Aceh Tengah memiliki beragam macam sumber daya alam yang menjadikan pariwisata di takengon begitu dikenal oleh masyarakat luas, salah satunya yaitu Danau lut tawar. Akhir-akhir ini tanoh gayo dibooming-kan oleh penemuan batu yang saat ini menjadi fenomena dikalangan masyarakat.
Batu ini disebut batu giok karena memiliki warna dan tekstur yang baik digunakan dan dipajang. Seperti kita ketahui giok pertama kali dipakai oleh rakyat cina. Hal ini tidak lagi menjadi acuan oleh orang-orang tertentu. Karena seluruh masyarakat indonesia hingga kini telah menjadikan batu giok sebagai perhiasan yang digunakan baik laki-laki maupun perempuan.
Kategori giok yang berada di dataran tinggi gayo diantaranya giok lumut, giok solar dan indocrase lumut. Ini merupakan fenomena yang dapat meningkatkan PAD dari sumber daya alam yang berada di tanoh gayo dan menjadi daya tarik tersendiri bagi wisatawan untuk melihat langsung pembuatan dari bermacam-macam giok
Batu giok terbaik di Aceh Tengah memiliki kualitas yang telah mendunia, dimana batu-batu tersebut dinilai keras dan tergolong jenis batu mulia. Batu giok takengon memiliki kadar kekerasan 7,2 Skala Moh’s batu giok minyak atau air tebu diperoleh dari lumut, isaq.
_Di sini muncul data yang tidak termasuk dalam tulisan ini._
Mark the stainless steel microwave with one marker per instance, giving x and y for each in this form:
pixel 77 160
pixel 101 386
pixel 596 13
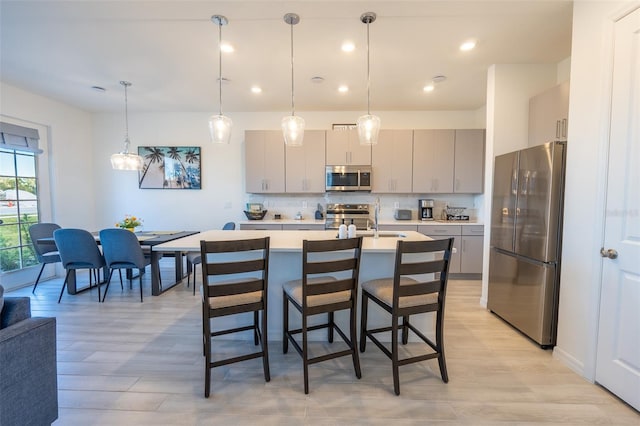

Batu giok asal Gayo khususnya banyak dicari pecinta batu kelas dunia. Bahkan, batu giok ini penjualannya sudah sampai ke Singapura dan Jepang. Jenis batuan giok ini sering di dapat di sekitaran Isaq.
Beruntung saat ini pemerintah daerah mulai turun tangan agar keberadaan batu giok di Gayo lebih tertib dari segi penataan serta memberikan nilai ekonomis bagi masyarakat.